With her speed, Boehlke could consider swimming professionally in the future. But the harsh routine required for succeeding as a collegiate swimmer has left her hesitant in beginning that path. There are 6 a.m. lifts, followed by hours of practice. In between all of the physical work, there’s constant homework and exams to catch up on during the short gaps in the day.
“Each swim takes so much out of you, literally, like, time, energy — all of it — that you can’t really do that many other things,” Boehlke said. “Like, especially as pre‑med, I want to shadow or I want to become like a phlebotomist, but I don’t have time. So, there’s just so many things I want to do that I can’t, and swim is also year‑round. And so, it’s like, ‘Oh, you can do it during the summer and the off‑season,’ but there really is no off‑season. I get a month in August, and that’s my off‑season.”
On the other hand, Boehlke’s dual citizenship in Peru offers an appealing path to a professional swimming career outside of the U.S. With slower cuts for who qualifies to swim for the Peruvian national team, Boehlke has a better shot than most at representing the country. More importantly, she wants to see the world and experience cultures outside of North America, while still doing what she loves.
“I want to travel,” she explained. “I think that’s why swimming for Peru would be so much fun. I love going there. I’m like, losing my Spanish, and I think going there, I’d be able to practice and meet new people. [I love] the culture aspect and traveling, seeing new things.”
Until then, Boehlke’s going to keep working to make the program faster — and more fun. Her optimism, effort, and kindness have taken her this far.
“[I want] people to just remember me as somebody who has like, a positive outlook and enjoyed coming to practice every day and really enjoyed swimming,” she said. “I think they’re like, ‘Eva just kind of shows up and has fun,’ and like, you know, I work hard and all this, but it helps so much that you don’t hate your life because you’re swimming. Yeah, I just see the positive in things.”
Boehlke has come a long way from the 13‑year‑old who was thrown into the 200‑yard butterfly and had to pause at the wall to gag before gutting it out.

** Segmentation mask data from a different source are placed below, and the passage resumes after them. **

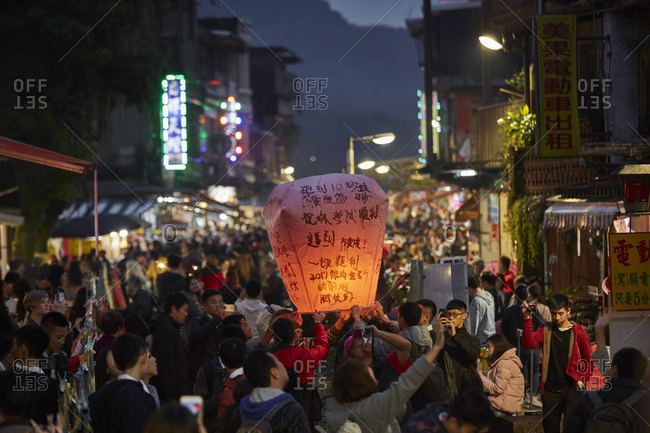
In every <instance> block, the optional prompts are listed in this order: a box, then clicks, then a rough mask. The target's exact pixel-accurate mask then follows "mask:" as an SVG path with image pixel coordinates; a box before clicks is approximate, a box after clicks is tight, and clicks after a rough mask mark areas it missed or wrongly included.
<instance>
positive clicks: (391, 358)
mask: <svg viewBox="0 0 650 433" xmlns="http://www.w3.org/2000/svg"><path fill="white" fill-rule="evenodd" d="M386 361H388V364H390V366H391V367H392V368H393V370H395V373H397V374H402V373H404V372H405V371H406V370H408V369H409V367H410V366H411V361H409V360H408V359H407V360H406V362H405V363H404V364H400V363H399V359H397V350H393V351H392V352H391V353H389V354H388V356H387V357H386Z"/></svg>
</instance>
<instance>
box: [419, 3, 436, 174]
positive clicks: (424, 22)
mask: <svg viewBox="0 0 650 433" xmlns="http://www.w3.org/2000/svg"><path fill="white" fill-rule="evenodd" d="M422 9H423V14H424V112H425V120H424V125H425V128H424V130H425V135H426V149H427V168H430V167H431V166H432V164H433V162H434V161H436V160H437V159H438V155H436V154H434V153H433V127H432V123H433V82H432V75H433V70H432V69H433V44H432V41H431V35H432V28H431V27H432V24H433V22H432V20H431V0H423V5H422ZM427 172H431V170H427Z"/></svg>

She’ll end her third swimming season as a Triton at the NCAAs in Athens, Georgia, from March 18 to March 21, swimming her best in the 200-yard IM and supporting her close friends and fellow qualifiers, Braun and Kozan. It’s the perfect ending to a season built on grit, growth, and the people who helped her get here.
As Boehlke looks to her future, many things are still up in the air. But there’s one thing that she’ll never sacrifice: her joy.
“There’s never been a moment where I felt pressure to be good,” Boehlke said. “I do it because I enjoy it.”